In Delaware’s coastal bays, Targett and his graduate students are assessing the ecological impact of such altered shorelines by evaluating where fish prefer to live, as measured by their abundance and diversity at six shoreline types: bulkhead, riprap, riprap-sill, sandy beach, invasive Phragmites (common reed) and native Spartina (smooth cordgrass).
“We’ve approached this question of preferred fish habitat in a very spatially and temporally replicated way,” Targett says. “We were able to sample very intensively at these six shoreline types and catch thousands of fish. All were kept alive, counted, measured and released.”
During sampling operations from early June through late September 2010 at 20 sites in the shore zone along Indian River Bay and two of its tributaries—Indian River and Pepper Creek—Targett and his team caught and identified 102,343 fish.
Although 28 species of fish were recorded, five species accounted for about 95 percent of the total catch: the mummichog, Atlantic silverside, Atlantic menhaden, striped mullet and striped killifish.
The Spartina shoreline had the greatest density of fish, followed by the beach shoreline. Riprap and bulkhead areas had the least fish density, and no species preferred Phragmites over the other shorelines.
Additionally, the team examined dissolved oxygen (DO) fluctuations among the shoreline types, recording data over 24-hour cycles during a two-month period. They found that DO levels commonly went below the 4.8 mg/l threshold established by the Environmental Protection Agency as necessary for growth and the 2.3 mg/l threshold for survival — not good for fish. They also found differences among the shoreline types, with Spartina shorelines having the greatest DO levels, and bulkhead shorelines the lowest.

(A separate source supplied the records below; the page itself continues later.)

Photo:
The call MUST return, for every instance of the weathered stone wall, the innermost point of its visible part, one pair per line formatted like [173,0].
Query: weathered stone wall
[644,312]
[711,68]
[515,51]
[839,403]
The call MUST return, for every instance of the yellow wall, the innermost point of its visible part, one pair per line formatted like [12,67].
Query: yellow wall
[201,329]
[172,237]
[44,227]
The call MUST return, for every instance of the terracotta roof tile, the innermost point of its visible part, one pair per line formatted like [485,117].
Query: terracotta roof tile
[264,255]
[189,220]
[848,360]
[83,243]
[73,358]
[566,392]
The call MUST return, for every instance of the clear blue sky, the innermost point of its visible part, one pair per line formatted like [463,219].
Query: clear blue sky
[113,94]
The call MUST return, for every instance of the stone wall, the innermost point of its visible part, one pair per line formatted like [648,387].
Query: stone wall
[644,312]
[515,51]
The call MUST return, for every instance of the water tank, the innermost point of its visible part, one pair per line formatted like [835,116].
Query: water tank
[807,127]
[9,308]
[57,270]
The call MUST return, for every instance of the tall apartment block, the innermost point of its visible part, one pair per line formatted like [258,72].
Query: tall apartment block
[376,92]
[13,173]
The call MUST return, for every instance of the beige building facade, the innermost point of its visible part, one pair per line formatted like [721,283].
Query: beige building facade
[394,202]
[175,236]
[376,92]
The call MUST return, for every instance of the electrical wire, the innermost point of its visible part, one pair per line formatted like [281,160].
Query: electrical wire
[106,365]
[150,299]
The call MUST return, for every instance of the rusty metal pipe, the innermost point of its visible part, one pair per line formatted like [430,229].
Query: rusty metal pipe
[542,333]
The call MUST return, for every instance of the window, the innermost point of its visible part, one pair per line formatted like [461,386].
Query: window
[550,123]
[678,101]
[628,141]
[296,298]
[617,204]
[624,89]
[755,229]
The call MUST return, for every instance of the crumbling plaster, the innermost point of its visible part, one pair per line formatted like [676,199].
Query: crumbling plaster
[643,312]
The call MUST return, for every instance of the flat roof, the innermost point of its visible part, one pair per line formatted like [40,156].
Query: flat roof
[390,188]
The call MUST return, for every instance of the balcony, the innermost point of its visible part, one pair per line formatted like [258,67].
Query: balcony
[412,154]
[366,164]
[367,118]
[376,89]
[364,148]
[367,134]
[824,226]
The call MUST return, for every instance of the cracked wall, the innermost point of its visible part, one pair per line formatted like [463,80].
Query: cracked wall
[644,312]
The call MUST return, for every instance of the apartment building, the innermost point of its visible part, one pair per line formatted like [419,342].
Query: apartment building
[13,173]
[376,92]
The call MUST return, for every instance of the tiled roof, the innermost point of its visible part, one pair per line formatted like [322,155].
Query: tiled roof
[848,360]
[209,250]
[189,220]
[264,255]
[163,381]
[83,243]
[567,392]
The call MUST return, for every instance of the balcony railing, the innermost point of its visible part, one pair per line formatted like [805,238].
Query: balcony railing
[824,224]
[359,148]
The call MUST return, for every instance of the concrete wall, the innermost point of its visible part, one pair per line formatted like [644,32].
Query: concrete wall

Another facet of the study, focusing on the preferred spawning habitat of Atlantic silversides, was reported by Richard Balouskus and Targett in Estuaries and Coasts in March 2012. Balouskus, one of Targett’s advisees, received his master’s degree in May 2012 and is now a biologist at ASA, a global science and technology solutions company.
During 50 sampling days in spring 2010, the scientists collected over 3 million Atlantic silverside eggs. Although the fish’s whitish-yellow eggs were deposited at all six shoreline types, more than 93 percent were found on Spartina shorelines, and most of the eggs (91 percent) were collected from the filaments of Enteromorpha, a species of green algae.
“The Mid-Atlantic region has seen a decrease in Spartina in estuaries during the past few decades, while invasive Phragmites and several types of shoreline hardening have become more common, and that’s of concern,” Targett notes. “Our research shows that ‘living shorelines,’ especially those containing Spartina, are very important to fish.”
Targett says the next phase of the study, which will continue in spring and summer 2013, focuses on Delaware Bay and the ecological impacts of riprap, the primary hard structure used along the bay to stabilize the shoreline. He and graduate student Michael Torre are comparing abundances of predatory species such as weakfish, striped bass and bluefish along riprap and beach areas near the Lewes-Cape May Ferry Terminal, Mispillion Inlet and Port Mahon on the bay’s southwest shore.
“Our research shows that ‘living shorelines,’ especially those containing Spartina, are very important to fish.”